If any provision of this Agreement is found to be unenforceable or invalid, that provision will be limited or eliminated to the minimum extent necessary so that this Agreement will otherwise remain in full force and effect and enforceable. This Agreement is not assignable, transferable or sublicensable by Customer except with Company’s prior written consent. Company may transfer and assign any of its rights and obligations under this Agreement without consent. This Agreement is the complete and exclusive statement of the mutual understanding of the Parties and supersedes and cancels all previous written and oral agreements, communications and other understandings relating to the subject matter of this Agreement, and that all waivers and modifications must be in a writing signed by both Parties, except as otherwise provided herein. No agency, partnership, joint venture, or employment is created as a result of this Agreement and Customer does not have any authority of any kind to bind Company in any respect whatsoever. In any action or proceeding, to enforce rights under this Agreement, the prevailing Party will be entitled to recover costs and attorneys’ fees.
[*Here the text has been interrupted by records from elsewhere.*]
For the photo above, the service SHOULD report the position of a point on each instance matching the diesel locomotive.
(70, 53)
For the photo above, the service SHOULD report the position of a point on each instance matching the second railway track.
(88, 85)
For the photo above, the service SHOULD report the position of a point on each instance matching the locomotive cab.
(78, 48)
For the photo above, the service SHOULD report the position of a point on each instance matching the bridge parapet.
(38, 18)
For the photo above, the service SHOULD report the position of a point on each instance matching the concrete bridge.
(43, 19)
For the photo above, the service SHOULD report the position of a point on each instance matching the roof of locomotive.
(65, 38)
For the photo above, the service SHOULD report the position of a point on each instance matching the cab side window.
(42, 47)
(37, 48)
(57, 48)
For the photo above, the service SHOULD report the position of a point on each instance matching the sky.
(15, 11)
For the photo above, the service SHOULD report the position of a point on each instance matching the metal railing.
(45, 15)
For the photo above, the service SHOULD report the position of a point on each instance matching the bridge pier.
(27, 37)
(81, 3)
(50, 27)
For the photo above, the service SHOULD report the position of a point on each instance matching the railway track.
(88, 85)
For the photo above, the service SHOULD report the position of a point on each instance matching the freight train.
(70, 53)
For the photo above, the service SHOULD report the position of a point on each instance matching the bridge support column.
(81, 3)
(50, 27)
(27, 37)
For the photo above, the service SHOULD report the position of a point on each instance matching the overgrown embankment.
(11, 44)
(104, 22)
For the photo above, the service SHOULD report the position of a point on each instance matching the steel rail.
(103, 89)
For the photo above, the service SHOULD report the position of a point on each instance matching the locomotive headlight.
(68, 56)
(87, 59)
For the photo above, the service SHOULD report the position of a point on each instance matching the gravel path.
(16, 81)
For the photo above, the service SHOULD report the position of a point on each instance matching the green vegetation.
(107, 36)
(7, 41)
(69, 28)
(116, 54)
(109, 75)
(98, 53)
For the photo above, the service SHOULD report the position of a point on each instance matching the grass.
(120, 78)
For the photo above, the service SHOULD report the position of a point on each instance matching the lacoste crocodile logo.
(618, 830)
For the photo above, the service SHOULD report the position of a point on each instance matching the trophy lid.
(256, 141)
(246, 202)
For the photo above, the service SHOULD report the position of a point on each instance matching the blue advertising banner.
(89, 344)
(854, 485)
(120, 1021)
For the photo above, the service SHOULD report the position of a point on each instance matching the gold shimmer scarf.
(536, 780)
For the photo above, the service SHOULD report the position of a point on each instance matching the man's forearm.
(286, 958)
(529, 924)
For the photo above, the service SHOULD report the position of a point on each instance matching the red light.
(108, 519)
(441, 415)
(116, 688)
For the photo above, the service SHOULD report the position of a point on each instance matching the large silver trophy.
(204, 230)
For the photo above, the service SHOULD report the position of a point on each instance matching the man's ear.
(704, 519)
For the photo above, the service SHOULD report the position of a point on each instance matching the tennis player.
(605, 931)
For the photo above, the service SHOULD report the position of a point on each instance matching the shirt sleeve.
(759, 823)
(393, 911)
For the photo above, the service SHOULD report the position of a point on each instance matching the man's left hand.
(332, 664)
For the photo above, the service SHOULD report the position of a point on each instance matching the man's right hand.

In no event shall the Company be liable for failure or delay that is caused by any event that is caused by an act of God and/or circumstances that are beyond the reasonable control of the Company including strike, riot, fire, flood, natural disaster, pandemic, border control restrictions, change in laws etc. All notices under this Agreement will be in writing and will be deemed to have been duly given when received, if personally delivered; when receipt is electronically confirmed, if transmitted by facsimile or e-mail; the day after it is sent, if sent for next day delivery by recognized overnight delivery service; and upon receipt, if sent by certified or registered mail, return receipt requested. All notices, including notices of non-renewal, shall be sent to the applicable addresses of the Parties specified in the cover page to this Agreement or to such other addresses as the Parties may designate in writing. This Agreement shall be governed by the laws of the State of California without regard to its conflict of law’s provisions. The Parties agree that the federal and state courts located in San Francisco County, California, USA will have exclusive jurisdiction for any dispute arising under, out of, or relating to this Agreement.